Bailey himself appears like a cult member, blindly obeying and doing Palin’s bidding, no matter how distasteful he found it. Reading between the lines, one gets the impression that Bailey was in love with Palin and found himself being led around like a lovesick puppy.
Bailey does clear up some misconceptions about Palin, He wrote that the rumors that Palin’s youngest child, Trig, was actually the daughter of Palin’s daughter Brisol, are completely false. McGuiness in his book gave this canard some credence.

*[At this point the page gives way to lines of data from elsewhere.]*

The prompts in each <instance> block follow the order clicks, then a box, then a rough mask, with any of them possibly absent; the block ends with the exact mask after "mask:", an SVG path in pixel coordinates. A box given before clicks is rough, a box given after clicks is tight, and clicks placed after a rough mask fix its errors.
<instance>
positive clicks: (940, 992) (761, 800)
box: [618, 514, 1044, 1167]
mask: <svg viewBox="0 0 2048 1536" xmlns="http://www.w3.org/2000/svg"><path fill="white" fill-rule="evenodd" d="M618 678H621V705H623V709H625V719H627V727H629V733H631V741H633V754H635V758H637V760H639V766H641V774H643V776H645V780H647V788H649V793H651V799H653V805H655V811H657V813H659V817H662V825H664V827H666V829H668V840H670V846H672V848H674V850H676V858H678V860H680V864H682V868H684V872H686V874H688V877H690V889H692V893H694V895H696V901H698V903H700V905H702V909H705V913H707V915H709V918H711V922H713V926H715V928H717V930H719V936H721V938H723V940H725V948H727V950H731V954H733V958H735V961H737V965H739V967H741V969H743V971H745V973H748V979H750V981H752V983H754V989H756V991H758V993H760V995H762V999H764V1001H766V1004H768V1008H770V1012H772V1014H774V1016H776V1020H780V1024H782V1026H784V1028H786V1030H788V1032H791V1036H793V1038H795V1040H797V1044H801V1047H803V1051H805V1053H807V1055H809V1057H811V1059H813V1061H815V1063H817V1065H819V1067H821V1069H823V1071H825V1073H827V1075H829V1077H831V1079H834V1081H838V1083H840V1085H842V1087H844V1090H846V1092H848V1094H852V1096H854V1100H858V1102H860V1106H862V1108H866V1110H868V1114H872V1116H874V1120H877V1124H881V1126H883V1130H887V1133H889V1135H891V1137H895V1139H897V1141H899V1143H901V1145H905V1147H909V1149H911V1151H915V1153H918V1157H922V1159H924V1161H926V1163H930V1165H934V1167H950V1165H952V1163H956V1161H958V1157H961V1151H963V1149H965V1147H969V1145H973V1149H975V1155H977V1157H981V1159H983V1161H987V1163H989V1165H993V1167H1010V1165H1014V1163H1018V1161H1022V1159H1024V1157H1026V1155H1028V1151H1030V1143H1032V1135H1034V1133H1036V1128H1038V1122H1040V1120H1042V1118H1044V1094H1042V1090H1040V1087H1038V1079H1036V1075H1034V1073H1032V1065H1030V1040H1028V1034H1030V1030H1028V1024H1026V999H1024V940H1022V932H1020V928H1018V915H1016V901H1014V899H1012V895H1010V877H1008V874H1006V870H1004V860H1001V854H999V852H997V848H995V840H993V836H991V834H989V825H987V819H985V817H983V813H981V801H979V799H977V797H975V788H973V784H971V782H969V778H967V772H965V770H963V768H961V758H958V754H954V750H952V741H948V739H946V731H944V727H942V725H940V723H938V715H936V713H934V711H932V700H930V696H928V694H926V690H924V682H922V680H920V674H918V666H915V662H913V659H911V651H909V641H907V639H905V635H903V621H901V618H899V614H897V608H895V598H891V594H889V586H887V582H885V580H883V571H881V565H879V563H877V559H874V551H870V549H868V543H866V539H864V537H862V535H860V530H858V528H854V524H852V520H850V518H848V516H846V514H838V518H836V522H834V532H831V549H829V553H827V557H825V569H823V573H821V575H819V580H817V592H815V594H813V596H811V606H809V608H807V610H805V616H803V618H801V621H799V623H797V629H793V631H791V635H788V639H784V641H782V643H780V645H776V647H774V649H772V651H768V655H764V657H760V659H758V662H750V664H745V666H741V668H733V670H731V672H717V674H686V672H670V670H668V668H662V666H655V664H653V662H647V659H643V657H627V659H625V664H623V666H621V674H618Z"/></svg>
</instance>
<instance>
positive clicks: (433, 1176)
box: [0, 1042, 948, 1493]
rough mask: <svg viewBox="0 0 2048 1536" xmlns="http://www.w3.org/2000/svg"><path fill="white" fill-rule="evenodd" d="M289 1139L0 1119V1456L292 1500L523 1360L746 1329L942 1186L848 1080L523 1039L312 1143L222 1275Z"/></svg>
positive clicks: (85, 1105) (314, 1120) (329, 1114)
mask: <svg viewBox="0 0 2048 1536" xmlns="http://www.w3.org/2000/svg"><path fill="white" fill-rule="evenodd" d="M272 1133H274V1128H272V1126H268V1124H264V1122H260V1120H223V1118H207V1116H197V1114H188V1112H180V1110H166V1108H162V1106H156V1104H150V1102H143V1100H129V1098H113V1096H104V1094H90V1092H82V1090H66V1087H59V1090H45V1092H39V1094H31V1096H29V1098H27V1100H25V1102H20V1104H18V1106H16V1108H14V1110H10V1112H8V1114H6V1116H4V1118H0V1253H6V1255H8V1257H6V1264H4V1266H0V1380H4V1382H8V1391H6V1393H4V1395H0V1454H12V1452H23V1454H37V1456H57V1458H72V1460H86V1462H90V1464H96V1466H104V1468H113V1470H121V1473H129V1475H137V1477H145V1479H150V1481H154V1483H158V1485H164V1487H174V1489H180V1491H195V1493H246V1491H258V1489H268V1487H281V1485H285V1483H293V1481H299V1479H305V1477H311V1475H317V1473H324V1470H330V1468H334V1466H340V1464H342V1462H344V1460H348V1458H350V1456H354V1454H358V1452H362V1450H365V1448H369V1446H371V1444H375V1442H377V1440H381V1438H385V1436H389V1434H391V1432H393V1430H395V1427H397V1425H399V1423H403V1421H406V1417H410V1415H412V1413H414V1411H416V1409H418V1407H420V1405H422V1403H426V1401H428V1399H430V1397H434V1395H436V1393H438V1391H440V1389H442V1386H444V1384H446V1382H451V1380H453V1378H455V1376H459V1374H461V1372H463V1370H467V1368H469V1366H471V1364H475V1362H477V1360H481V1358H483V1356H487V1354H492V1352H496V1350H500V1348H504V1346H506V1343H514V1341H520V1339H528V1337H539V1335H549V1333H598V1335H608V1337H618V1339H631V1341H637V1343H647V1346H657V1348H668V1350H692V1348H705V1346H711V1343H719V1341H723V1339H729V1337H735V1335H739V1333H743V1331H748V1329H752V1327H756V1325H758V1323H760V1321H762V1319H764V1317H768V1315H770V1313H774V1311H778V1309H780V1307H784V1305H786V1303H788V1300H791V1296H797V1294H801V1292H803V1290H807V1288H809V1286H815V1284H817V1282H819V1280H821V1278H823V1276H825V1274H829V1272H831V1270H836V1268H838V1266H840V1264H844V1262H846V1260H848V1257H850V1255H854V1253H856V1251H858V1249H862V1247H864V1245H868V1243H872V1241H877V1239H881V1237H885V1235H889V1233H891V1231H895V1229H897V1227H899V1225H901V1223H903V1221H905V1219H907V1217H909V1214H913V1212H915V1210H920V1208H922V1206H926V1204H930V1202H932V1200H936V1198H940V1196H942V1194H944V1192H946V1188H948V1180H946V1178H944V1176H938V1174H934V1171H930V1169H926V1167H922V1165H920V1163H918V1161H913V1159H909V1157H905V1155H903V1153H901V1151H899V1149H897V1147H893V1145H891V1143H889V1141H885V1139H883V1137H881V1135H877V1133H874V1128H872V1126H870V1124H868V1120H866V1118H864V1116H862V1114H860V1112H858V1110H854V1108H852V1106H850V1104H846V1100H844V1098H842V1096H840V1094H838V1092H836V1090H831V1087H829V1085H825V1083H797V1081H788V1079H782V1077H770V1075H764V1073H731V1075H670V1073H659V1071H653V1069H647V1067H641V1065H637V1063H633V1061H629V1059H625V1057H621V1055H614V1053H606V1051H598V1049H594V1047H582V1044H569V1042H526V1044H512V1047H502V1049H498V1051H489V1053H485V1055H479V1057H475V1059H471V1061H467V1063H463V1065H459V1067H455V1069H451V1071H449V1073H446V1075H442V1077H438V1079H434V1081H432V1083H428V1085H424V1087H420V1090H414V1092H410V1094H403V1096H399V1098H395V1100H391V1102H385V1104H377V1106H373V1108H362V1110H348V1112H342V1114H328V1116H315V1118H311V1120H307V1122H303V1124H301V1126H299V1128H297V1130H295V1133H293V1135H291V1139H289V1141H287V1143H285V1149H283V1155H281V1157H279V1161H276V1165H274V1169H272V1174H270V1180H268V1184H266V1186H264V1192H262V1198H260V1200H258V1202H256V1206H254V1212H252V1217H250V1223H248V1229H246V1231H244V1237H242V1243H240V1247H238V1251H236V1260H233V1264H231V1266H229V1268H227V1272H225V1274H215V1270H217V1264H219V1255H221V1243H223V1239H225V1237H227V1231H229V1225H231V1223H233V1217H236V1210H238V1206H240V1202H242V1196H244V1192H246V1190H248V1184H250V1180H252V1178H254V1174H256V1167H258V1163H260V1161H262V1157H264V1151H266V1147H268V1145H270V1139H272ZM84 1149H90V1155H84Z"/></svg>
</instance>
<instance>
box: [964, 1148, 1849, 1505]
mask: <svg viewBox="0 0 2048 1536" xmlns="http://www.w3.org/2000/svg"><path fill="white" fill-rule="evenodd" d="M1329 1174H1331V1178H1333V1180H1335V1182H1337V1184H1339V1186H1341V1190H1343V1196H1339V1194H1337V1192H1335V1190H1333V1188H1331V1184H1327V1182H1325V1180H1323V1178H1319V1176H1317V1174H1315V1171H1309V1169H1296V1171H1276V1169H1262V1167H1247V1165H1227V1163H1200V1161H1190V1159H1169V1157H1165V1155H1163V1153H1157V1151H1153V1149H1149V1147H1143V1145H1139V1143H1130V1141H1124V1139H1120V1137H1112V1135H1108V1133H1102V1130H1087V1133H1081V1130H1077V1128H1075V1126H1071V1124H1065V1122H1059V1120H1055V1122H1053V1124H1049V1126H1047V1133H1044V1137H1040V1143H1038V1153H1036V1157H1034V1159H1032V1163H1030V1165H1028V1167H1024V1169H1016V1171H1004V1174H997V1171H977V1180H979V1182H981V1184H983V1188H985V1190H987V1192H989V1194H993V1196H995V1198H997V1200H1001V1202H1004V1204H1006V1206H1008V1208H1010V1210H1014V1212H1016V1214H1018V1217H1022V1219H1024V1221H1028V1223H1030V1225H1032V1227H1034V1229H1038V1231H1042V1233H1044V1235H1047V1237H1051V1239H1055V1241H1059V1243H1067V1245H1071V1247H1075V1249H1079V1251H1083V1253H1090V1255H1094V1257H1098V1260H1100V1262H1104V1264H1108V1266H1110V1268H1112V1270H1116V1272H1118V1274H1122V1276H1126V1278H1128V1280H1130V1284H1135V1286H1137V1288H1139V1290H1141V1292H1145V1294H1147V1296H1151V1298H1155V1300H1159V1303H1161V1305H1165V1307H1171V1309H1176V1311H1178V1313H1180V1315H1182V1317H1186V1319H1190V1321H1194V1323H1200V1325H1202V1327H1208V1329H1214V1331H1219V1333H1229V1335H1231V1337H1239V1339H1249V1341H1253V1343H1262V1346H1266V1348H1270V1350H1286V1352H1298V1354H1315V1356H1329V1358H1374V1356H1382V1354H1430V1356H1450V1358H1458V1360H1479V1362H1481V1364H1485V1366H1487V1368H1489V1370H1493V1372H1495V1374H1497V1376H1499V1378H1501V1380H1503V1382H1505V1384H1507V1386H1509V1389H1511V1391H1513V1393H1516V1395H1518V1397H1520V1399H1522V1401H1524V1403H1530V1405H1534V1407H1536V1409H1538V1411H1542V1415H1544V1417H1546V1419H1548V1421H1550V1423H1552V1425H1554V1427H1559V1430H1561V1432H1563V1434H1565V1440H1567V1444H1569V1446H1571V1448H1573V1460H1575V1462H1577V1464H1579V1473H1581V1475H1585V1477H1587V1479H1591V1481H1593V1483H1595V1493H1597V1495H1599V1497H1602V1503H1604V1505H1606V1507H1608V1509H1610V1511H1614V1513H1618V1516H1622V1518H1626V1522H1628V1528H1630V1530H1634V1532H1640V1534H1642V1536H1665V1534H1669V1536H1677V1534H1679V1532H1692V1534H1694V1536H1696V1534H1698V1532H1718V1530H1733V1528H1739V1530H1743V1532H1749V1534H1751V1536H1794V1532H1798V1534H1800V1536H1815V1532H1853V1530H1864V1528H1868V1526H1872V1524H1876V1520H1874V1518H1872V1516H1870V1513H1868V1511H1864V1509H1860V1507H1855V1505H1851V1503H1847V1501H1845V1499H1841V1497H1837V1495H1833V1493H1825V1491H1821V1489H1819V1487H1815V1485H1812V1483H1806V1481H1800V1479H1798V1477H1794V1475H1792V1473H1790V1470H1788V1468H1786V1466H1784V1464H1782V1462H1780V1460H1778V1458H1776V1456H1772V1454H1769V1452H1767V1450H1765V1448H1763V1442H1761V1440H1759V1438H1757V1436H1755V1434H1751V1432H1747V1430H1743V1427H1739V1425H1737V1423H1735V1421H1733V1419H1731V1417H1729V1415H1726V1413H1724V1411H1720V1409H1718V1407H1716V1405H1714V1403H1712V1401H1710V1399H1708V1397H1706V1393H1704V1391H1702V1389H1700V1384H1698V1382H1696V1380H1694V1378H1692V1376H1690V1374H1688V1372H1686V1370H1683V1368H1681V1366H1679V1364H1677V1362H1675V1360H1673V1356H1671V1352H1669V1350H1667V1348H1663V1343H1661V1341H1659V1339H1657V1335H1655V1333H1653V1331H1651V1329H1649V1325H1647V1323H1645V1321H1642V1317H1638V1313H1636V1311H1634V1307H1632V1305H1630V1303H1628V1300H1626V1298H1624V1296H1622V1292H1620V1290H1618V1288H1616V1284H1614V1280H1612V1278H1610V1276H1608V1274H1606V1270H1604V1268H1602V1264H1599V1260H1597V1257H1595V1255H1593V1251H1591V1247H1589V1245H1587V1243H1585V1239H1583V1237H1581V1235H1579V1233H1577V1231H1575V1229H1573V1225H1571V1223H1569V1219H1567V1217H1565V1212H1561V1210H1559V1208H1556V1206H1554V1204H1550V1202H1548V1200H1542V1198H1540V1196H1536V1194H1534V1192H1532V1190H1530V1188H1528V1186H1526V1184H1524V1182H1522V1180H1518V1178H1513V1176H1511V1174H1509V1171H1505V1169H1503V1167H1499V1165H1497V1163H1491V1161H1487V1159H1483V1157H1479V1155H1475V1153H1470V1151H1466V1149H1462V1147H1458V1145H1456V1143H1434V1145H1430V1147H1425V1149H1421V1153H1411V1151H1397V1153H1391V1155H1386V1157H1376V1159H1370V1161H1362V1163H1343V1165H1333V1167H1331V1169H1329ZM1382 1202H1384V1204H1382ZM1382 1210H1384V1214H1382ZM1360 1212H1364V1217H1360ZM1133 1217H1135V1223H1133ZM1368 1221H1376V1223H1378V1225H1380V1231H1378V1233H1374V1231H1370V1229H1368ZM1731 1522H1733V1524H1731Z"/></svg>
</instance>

Writing about Palin’s famous stumble with Katie Couric, Bailey said that Palin read Alaska’s daily newspapers every day and received a summary report on what was said by other media outlets. But Palin, demonstrating an understandable inferiority complex about relying on Alaska’s local media, made the disastrous decision to evade the question rather than answer it truthfully. If Palin had told the truth, the entire matter would have been ignored.
Intellectually unqualified
There are some good things that can be said about Sarah Palin. She had the courage to lead a successful insurgency against a corrupt political establishment dominated by her own party, speaking out when others remained silent. Finding out during her pregnancy that the child she was carrying had Down’s syndrome, Palin made the courageous decision to have the child instead of aborting it.
But she clearly is unqualified intellectually and temperamentally to be President of the United States. Which is to bad for the Republican party, because America as a whole would benefit if someone with Sarah Palin’s charisma would lead fiscal conservatives to take back the Republican party from the warmongers and deficit producing supply-siders who have hijacked it.